Job seekers in 2022 will find a favorable market. Although the “Great Resignation”—a phrase that has become common parlance globally—has not been as extreme in Japan, there is still an increased willingness within the labor force to consider new opportunities, and this trend is sure to continue. Bilingual talent with highly specialized skills will continue to be sought after and, while these candidates will command premium compensation, other factors related to employee engagement, such as health, safety, and employee well-being, will be key considerations as well. Also, Japan has not shifted to a “gig” economy to the same degree as other industrialized countries have, but there has been an increasing trend of workers migrating away from metropolitan centers and looking for more flexibility, in terms of working hours and location as well as employment type. As a result, it is likely that contract and freelance employment arrangements will continue to grow at an accelerated rate.

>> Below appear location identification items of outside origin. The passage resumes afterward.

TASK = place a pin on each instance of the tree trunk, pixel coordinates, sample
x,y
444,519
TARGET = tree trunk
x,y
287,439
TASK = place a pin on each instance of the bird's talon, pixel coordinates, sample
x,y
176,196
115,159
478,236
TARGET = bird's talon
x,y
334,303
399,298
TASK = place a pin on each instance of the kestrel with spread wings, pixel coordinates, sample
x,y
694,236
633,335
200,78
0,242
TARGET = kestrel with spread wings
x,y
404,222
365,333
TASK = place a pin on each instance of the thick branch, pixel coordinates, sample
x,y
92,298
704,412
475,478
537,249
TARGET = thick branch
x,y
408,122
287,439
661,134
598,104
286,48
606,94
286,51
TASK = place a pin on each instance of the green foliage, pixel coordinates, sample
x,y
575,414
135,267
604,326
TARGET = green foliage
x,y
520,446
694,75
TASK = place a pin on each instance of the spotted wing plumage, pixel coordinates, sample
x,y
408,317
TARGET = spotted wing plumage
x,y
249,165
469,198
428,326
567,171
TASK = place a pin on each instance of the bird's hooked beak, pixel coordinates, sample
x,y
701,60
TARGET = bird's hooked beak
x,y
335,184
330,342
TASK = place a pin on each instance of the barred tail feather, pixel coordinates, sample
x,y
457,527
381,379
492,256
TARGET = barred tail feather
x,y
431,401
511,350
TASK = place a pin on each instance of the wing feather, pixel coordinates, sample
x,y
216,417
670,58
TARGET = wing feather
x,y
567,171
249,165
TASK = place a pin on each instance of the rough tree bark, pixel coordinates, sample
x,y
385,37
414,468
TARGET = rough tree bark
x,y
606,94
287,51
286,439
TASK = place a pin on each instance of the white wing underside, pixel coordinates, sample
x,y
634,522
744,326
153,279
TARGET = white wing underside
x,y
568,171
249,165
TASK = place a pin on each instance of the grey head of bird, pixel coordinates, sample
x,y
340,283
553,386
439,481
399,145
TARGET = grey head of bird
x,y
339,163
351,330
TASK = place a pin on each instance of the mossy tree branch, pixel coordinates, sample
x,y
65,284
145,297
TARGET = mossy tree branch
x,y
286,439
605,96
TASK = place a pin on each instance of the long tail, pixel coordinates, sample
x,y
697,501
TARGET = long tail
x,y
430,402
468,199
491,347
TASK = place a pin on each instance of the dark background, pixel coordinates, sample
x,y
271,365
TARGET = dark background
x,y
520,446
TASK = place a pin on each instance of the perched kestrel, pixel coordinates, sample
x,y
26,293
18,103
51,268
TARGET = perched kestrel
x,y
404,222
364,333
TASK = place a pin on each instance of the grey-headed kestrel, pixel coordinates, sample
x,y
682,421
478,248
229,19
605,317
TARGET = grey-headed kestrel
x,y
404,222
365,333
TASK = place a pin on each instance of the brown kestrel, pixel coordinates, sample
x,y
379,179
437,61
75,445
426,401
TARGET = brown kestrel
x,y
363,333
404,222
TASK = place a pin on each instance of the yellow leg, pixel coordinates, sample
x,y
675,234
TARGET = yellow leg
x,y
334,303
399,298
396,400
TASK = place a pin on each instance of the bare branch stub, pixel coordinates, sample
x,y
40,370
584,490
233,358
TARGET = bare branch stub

Going forward, en world will continue to focus on our mission of enabling our customers’ success. We will continue to take a more consultative approach with our clients and candidates, aiming to tailor our services to their specific needs, given the variety and flexibility of the services we can offer. By finding creative opportunities across our permanent, contract, and recruitment process outsourcing services, as well by leveraging HR technologies across the en Japan group, we aim to meet whatever talent needs our clients may have and to provide the best opportunities to the candidates who place their trust in us.